A potential takeover of Supervalu’s board of directors is set for Aug. 16, when shareholders will vote for new board members at Supervalu’s annual meeting.

Activist investor Blackwells Capital has been campaigning for changes at Supervalu since October. It has submitted six candidates for the nine-seat Supervalu board of directors. Three of the candidates have retail grocery or food distribution leadership experience.

Supervalu asserts that it has been taking steps to turn the business around, including the December 2016 sale of Save-A-Lot, the rapid growth of the wholesale segment of the company, the divestiture of retail operations, and the sale and leaseback of distribution centers to free up capital for new initiatives like online grocery.

Supervalu also contended in a letter to shareholders July 9 that Blackwells Capital has overstated its stake in the company.

“Any claim Blackwells could make to act on behalf of Supervalu’s stockholders is belied by the fact that, through short sales of call options and the purchase of put options, Blackwells’ exposure to the company is substantially less than it represents,” Supervalu chairman Donald Chappel and president and CEO Mark Gross wrote the letter. “In fact, while Blackwells claims that it has a 7.7% ownership interest in Supervalu, analysis of the detailed information it has provided in its filings shows that, taking into account its various options contracts, Blackwells’ exposure to the Company’s shares is materially lower than 7.7%.”

Supervalu states that Blackwells Capital owns 5.3% of the company outright.
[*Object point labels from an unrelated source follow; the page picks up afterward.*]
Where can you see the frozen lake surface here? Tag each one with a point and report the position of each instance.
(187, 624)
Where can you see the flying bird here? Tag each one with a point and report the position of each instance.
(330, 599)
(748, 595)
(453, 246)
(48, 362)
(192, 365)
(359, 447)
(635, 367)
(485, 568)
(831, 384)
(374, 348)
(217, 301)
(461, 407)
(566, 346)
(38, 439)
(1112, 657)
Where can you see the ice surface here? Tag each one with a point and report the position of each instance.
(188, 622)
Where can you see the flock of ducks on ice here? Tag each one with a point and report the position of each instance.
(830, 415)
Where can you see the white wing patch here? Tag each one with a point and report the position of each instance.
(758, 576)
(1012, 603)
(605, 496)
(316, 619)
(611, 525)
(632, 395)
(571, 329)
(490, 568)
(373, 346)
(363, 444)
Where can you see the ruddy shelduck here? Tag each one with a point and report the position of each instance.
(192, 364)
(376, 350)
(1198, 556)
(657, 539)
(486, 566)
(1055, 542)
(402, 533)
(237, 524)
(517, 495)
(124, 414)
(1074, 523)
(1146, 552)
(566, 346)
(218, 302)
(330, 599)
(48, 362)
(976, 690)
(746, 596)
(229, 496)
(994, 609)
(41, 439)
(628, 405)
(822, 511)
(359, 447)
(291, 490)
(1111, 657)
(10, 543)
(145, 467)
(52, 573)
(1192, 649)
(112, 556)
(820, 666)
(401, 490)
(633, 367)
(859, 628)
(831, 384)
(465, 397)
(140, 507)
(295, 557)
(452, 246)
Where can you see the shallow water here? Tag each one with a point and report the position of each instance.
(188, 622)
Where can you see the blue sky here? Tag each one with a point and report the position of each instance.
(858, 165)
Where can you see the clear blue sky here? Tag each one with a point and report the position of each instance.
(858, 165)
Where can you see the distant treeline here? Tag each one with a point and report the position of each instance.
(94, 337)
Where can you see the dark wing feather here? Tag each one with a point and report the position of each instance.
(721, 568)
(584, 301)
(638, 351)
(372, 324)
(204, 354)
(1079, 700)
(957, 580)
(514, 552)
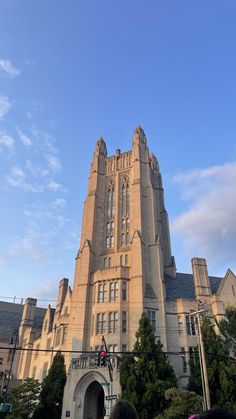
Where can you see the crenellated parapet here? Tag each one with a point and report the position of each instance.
(119, 162)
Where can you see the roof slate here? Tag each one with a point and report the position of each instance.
(10, 318)
(182, 286)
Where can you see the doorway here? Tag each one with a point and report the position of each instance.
(94, 401)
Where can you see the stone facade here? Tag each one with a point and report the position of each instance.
(124, 266)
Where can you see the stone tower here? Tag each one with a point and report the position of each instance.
(125, 249)
(124, 253)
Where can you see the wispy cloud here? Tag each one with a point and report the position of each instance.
(8, 70)
(53, 162)
(25, 139)
(17, 179)
(6, 142)
(55, 186)
(5, 106)
(47, 229)
(208, 227)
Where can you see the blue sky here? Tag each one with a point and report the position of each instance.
(73, 71)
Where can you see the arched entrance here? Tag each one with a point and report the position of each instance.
(94, 401)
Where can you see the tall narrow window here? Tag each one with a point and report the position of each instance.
(101, 323)
(190, 326)
(113, 322)
(113, 291)
(110, 215)
(102, 293)
(184, 360)
(124, 291)
(124, 321)
(152, 318)
(125, 204)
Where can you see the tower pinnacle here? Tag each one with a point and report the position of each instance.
(139, 136)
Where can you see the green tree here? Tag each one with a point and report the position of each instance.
(183, 404)
(24, 398)
(227, 327)
(146, 373)
(50, 403)
(220, 367)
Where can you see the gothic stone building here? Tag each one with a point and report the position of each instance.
(124, 267)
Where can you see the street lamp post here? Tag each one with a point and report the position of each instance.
(13, 341)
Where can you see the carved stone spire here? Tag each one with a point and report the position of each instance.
(139, 136)
(101, 148)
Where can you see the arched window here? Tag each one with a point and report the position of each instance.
(113, 291)
(102, 291)
(100, 323)
(123, 239)
(124, 291)
(125, 209)
(110, 226)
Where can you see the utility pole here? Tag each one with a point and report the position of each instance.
(202, 358)
(13, 340)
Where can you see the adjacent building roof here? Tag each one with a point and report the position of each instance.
(10, 318)
(182, 286)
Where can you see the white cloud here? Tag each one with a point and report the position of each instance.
(24, 138)
(17, 179)
(54, 186)
(36, 170)
(7, 142)
(207, 228)
(53, 162)
(8, 70)
(5, 106)
(46, 293)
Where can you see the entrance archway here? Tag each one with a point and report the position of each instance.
(94, 401)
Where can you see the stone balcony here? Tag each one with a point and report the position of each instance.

Blackwells Capital disputes that characterization and will be voting at 7.7%, spokesman Jeffrey Mathews told The Packer.

The company has urged shareholders to vote for all nine current board members and cautioned against voting for Blackwells Capital candidates.

“We believe that there is significant risk to the important progress the company is making in executing its ongoing strategic plan by supporting Blackwells and its proposal to replace the majority of your board,” Chappel and Gross wrote.

Blackwells Capital, which has listed a sale of Supervalu as one of the avenues it wants to explore, urged the opposite approach in a July 2 letter to shareholders.

Managing partner Jason Aintabi took credit for the resurgence of the Supervalu stock price and disparaged the current leadership.

“In February 2018, we released a detailed strategic plan for the company,” Aintabi wrote in the letter. “While the mere prospect of our value-creating plan being implemented has led the stock to rally by more than 40%, we do not believe it is wise to entrust the future of Supervalu to the same individuals who have failed for so long to create long-term shareholder value. This board has, in our view, repeatedly shown that they lack any measure of agility, expertise or independence.”